Rose is drab and predictable. She begins the story in 1923 as a New York City precinct’s typist who lives in a boarding house with other young women. She is intellectual but not social and often silently derides her roommate’s actions as silly, rehearsed, and selfish. As far as readers know, Rose was raised in an orphanage. Because of this, she follows rules, schedules, manners, and etiquette to the letter. Through Rose, Rindell writes:
“In the absence of flesh-and-blood equivalents, over the years I’ve taken a series of rules to serve as my mother, my father, my siblings, even my lovers…. Rules kept me safe. In keeping the rules dear to me, I could always be certain the nuns would clothe and feed me, the typing school would place in me in a job, and the precinct would employ me…. The thing about rules is that when you break one, it is only a matter of time before you break more, and the severe architecture that once protected you is destined to come crashing down about your ears.”
That governing foundation crumbles when Odalie appears. If this name makes readers whistle “Oodalalee” from Disney’s Robin Hood or “Vol der ee, vol der rah” from a post-World War II German song “The Happy Wanderer,” it isn’t a coincidence. Even Rindell writes through Rose’s perspective, “…the name of that latter individual play[ed] musically in my head, tripping along to the pace of my own steps like a child’s song: Oh-dah-lee, Oh-dah-lee, Oh-dah-lee…”
On the first day Odalie is in the precinct, she drops a jeweled broach, which Rose claims to have been a purposeful act to catch her attention and pull her into Odalie’s persuasive schemes. As the story continues, Rose becomes obsessed with the enchanting new girl whom everyone adores. Eventually, the two become friends and Rose moves into Odalie’s extravagant hotel room. Odalie then takes Rose on a late-night adventure to a wig shop, where a secret door opens to invite them into the glitzy, dazzling world of speakeasies. Rindell, during her acknowledgements, claims that she drew inspiration of this era from F. Scott Fitzgerald’s The Great Gatsby, and it is here readers first see similarities between the two stories: a quiet neighbor commingles with a mysterious personage who follows a grand but ultimately unstable lifestyle.
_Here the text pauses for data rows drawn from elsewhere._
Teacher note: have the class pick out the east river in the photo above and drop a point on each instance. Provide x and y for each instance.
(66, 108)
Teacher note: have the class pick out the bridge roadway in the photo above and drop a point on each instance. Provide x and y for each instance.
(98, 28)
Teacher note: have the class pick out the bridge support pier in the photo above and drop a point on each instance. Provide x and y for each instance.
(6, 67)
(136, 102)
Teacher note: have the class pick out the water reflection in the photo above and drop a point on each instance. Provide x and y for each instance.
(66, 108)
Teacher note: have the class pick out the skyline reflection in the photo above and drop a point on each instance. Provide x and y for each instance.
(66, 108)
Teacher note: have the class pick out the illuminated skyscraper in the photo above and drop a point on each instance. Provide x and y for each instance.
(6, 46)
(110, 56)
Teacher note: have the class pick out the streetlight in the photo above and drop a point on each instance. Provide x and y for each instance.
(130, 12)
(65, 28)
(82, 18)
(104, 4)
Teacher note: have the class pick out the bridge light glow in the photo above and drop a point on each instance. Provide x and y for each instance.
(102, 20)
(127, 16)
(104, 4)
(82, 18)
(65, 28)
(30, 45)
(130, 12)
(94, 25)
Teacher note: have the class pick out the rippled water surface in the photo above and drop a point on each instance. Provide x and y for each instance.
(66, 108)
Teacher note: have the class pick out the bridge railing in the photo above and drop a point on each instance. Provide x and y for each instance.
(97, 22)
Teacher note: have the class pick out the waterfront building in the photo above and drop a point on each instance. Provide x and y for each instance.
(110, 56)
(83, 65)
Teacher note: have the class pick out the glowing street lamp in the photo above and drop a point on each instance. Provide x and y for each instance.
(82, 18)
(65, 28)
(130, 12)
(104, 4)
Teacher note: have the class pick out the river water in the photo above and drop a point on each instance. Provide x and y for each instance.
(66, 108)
Astute readers will also recognize that the writing bears a strong resemblance to a legal confession, as if Rose were typing her own story for the court to read. Rindell reveals the truth in teasing snippets: “I can only say I did it for the love of her, though the doctor I am seeing now hardly accepts that answer. Of course, ever since the incident, the newspapers have painted Odalie as the victim…but of course, if I am to tell it all in order, as I keep promising to do, there are other things I must tell first,” and “I’ve already mentioned my doctor’s encouragement that I explain my actions with an emphasis on chronology.” It is only after a devastating climax that readers are finally given the full account of events.
Here, then, is a second similarity to The Great Gatsby: the overall arc of the plot, but with a twist. Rose doesn’t just represent neighborly Nick Carraway from Gatsby; she represents Jay Gatsby as well because she adopts his glamorous but questionable lifestyle. Readers watch, helpless, as Rose is taken along a dubious but extravagant ride with many events that make her suspect her own safety and Odalie’s authenticity. But she remains faithfully by Odalie’s side and learns from her until Rose’s life and memories are turned upside down. Through Rose, Rindell writes, “The advantage of hindsight, of course, is that one finally sees the sequence of things, the little turning points that add up to a final resultant direction.”
The novel’s first-person narration locks readers in Rose’s mind and personality. Toward the final chapters, when her world no longer makes sense, the readers’ perceptions also become suspect. Up until that point, they agreed with each of her experiences. Her progression and attempts to understand are both well-paced and fascinating. Readers will not only want to know what happened to her, but how she went from a quiet, stuffy prude to a committed woman. And like a bad batch of absinthe or bathtub gin, they may not emerge unchanged from the blinding and disorienting story.
Suzanne Rindell is a doctoral student in American modernist literature at Rice University. She lives in New York City and is currently working on a second novel.